Having seen this thread, I’m more inclined to believe that Joyce’s Ulysses was the one intended for the reasons elucidated previously - imagining Joyce’s Ulysses fits better with the structure of the first verse as normal camp complaints turning into an escalating series of unlikely horrors, each set up by a slightly contrived rhyme (What summer camp has waiters, except to rhyme with alligators?) and the comedic effect of said escalating series of horrors is more important than the literal plausibility of “Li’l Allan’s” situation.
Interestingly, in Cambridge University Press’ Companion to Ulysses (Joyce’s) they specifically reference Allan Sherman’s song as an example of use in popular culture. Here’s the link http://universitypublishingonline.org/cambridge/companions/chapter.jsf?bid=CCO9781139696425&cid=CCO9781139696425A012
Given Allan Sherman’s own history (He was a Jew born to parents who ignored and rejected their Jewish culture. He went and lived with his grandparents and reconnected with his culture and most of what he wrote were parodies of Jewish culture of that time period), I think he identified with Leopold Bloom from Ulysses. Or at least was sympathetic to him. Someone up thread even mention that his bad was the James Joyce Players.
Given how exceptionally well the Ulysses’ reference works, from a humor, cultural relevance and stylistic standpoint; considering the audience for the song was primarily adults, I think it’s pretty clear. This isn’t such a pornographic, obscene joke that you have to invoke “simpler times” and “people liked gentler humor” back then.

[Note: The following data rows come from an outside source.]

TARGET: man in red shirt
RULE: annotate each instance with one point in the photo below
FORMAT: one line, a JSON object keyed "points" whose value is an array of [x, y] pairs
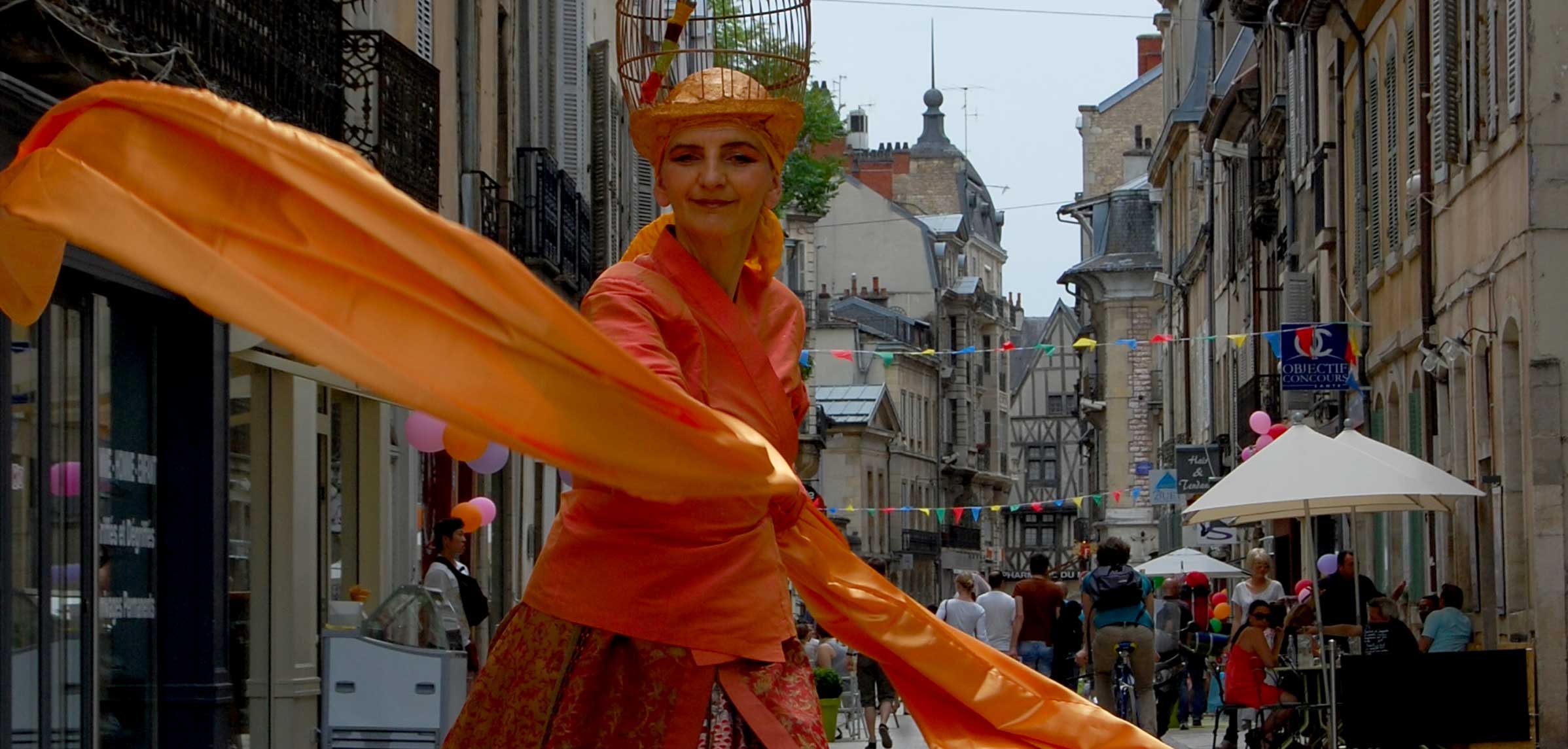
{"points": [[1039, 602]]}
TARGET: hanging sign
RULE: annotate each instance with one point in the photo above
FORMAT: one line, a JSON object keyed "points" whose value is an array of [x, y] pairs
{"points": [[1197, 466], [1316, 356]]}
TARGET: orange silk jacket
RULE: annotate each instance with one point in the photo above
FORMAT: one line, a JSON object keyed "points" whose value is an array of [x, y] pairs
{"points": [[705, 576]]}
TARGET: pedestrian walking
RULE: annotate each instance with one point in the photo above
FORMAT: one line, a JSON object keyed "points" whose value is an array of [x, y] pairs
{"points": [[1118, 607], [1039, 604], [999, 613]]}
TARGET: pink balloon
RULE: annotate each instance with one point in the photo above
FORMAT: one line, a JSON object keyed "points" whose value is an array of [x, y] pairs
{"points": [[493, 460], [486, 508], [65, 478], [424, 431]]}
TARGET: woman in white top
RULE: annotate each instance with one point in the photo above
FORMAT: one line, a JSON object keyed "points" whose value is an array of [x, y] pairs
{"points": [[1260, 587], [961, 612]]}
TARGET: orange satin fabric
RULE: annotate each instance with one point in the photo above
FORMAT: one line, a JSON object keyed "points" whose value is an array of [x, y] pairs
{"points": [[300, 240], [717, 584]]}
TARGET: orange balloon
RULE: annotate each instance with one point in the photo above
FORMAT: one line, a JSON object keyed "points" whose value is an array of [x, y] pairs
{"points": [[469, 514], [463, 445]]}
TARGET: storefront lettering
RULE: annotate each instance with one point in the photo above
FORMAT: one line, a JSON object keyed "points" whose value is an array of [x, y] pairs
{"points": [[129, 468], [128, 533], [128, 607]]}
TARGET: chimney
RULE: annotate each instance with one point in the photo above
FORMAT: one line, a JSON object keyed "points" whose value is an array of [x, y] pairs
{"points": [[1150, 52]]}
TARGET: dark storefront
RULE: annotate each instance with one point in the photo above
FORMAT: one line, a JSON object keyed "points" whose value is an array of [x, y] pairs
{"points": [[112, 516]]}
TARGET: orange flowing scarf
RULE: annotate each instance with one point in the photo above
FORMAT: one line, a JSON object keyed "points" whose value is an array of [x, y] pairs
{"points": [[300, 240]]}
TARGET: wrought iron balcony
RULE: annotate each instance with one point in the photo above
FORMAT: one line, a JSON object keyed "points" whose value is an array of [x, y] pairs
{"points": [[959, 536], [923, 543], [552, 228], [279, 57], [394, 118]]}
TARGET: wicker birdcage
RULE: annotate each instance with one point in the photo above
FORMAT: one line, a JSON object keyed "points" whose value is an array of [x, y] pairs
{"points": [[664, 41]]}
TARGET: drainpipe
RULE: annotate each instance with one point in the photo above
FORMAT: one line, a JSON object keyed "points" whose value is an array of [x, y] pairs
{"points": [[1366, 149]]}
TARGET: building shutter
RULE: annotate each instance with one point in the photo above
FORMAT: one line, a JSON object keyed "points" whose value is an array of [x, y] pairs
{"points": [[1376, 183], [1515, 58], [573, 90], [425, 30], [1444, 85], [1296, 306], [1391, 160], [1412, 116]]}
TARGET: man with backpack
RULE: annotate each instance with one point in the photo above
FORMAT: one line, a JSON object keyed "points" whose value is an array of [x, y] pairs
{"points": [[1118, 607], [452, 579]]}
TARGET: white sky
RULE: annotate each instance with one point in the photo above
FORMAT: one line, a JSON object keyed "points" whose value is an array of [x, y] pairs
{"points": [[1037, 69]]}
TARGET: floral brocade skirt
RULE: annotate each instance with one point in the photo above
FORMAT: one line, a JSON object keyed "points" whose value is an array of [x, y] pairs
{"points": [[560, 685]]}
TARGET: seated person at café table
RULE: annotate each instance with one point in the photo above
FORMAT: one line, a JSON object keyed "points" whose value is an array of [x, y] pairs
{"points": [[1383, 635], [1247, 663]]}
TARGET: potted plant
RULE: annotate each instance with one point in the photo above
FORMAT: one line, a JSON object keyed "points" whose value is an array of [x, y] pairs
{"points": [[829, 690]]}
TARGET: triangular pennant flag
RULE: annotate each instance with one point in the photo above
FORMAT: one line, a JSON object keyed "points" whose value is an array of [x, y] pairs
{"points": [[1304, 340], [1274, 343]]}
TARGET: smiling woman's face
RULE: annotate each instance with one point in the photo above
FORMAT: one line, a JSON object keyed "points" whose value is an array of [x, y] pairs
{"points": [[717, 181]]}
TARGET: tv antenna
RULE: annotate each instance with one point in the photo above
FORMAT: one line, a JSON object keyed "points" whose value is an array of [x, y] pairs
{"points": [[968, 116]]}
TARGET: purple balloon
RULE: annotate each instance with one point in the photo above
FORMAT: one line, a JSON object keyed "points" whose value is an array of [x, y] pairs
{"points": [[424, 431], [493, 460], [65, 478], [1327, 565], [486, 508]]}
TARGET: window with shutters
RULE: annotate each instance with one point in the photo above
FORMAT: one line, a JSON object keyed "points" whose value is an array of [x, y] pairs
{"points": [[1391, 156], [1446, 71], [1515, 58], [424, 30], [1376, 164], [1412, 116]]}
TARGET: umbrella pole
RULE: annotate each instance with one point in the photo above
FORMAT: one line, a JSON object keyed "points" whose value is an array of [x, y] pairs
{"points": [[1308, 546]]}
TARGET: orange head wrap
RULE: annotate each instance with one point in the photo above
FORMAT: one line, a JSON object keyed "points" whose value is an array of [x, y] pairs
{"points": [[731, 97]]}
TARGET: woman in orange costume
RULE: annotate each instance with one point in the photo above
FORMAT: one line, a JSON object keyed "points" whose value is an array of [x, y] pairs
{"points": [[697, 644], [297, 239]]}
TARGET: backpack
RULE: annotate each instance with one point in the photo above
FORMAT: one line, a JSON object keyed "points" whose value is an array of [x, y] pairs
{"points": [[1117, 588], [476, 607]]}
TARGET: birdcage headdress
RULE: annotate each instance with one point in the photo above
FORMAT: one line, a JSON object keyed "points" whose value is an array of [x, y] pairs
{"points": [[687, 61]]}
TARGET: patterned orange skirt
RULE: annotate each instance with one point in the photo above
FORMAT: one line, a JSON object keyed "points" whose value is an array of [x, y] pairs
{"points": [[560, 685]]}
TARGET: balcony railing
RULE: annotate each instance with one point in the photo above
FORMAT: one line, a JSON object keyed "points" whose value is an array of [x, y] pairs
{"points": [[394, 118], [554, 234], [279, 57], [959, 536], [923, 543]]}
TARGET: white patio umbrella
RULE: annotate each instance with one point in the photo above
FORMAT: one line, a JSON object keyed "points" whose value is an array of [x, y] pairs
{"points": [[1183, 561], [1305, 476]]}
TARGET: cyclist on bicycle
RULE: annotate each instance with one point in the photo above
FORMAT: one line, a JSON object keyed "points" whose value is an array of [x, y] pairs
{"points": [[1118, 607]]}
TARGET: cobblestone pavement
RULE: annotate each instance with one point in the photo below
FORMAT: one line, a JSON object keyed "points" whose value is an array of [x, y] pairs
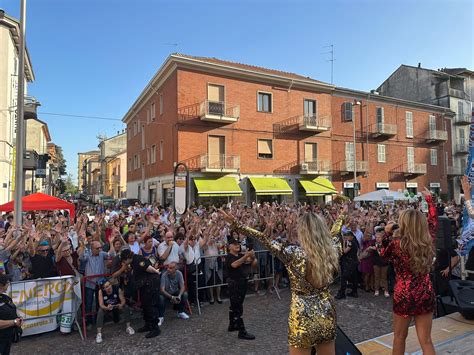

It’s a perfectly acceptable joke for a grown up audience, even in the 1950s and 1960s.
Yes, and as I’ve said, as long as “Hello Muddah, Hello Faddah” was part of Sherman’s nightclub act or merely a cut on his album, I would agree. This would be parallel with Tom Leher’s songs, which were mentioned up-thread.
But tellingly, none of Leher’s songs was turned into a Top 40 single. Once the decision is made to do this, then the rules change completely.
What was the audience for Top 40 AM radio in 1963? Primarily pre-teens through 18. “Blue” humor, or even a hint of it, just wasn’t acceptable on the Top 40 airwaves. Which is why you’ll find no other Top 40 hit from 1963 or earlier that strays into anything close to the realm of this line in Sherman’s song.
And why the “gentler” interpretation of “Ulysses” had to be available.
This was six years after the Everly Brothers went to #1 with the banned-in-Boston “Wake Up Little Susie,” a humorous song about how the couple’s friends and family aren’t going to believe that they weren’t fucking when they inadvertently stayed out all night (“What are we going to tell our friends when they say Ooh-la-la!”?).
All respondents but one are in their 50s or 60s. The one who stated he could think of no context within which Joyce would work is in his early 20s. I’m quite sure, knowing his level of knowledge and intelligence, that he is aware of the content of Joyce’s Ulysses and the controversy surrounding it in 1963.
Mine did! Not “waiters” in the sense of ones who say “May I take your order, sir?”…but kids who brought the food on plates to be served to you and took away the plates you’d used. Otherwise, with hundreds of campers in the mess hall, there would have been one hell of a buffet line!
Again, under my scenario none of the “horrors” are “unlikely,” nor do they “escalate.” They’re simply a series of things that happen at summer camp, filtered through the eyes of a kid with an active imagination in a strange environment — who’s also bored as he writes the letter because it’s raining and he’s not having any fun.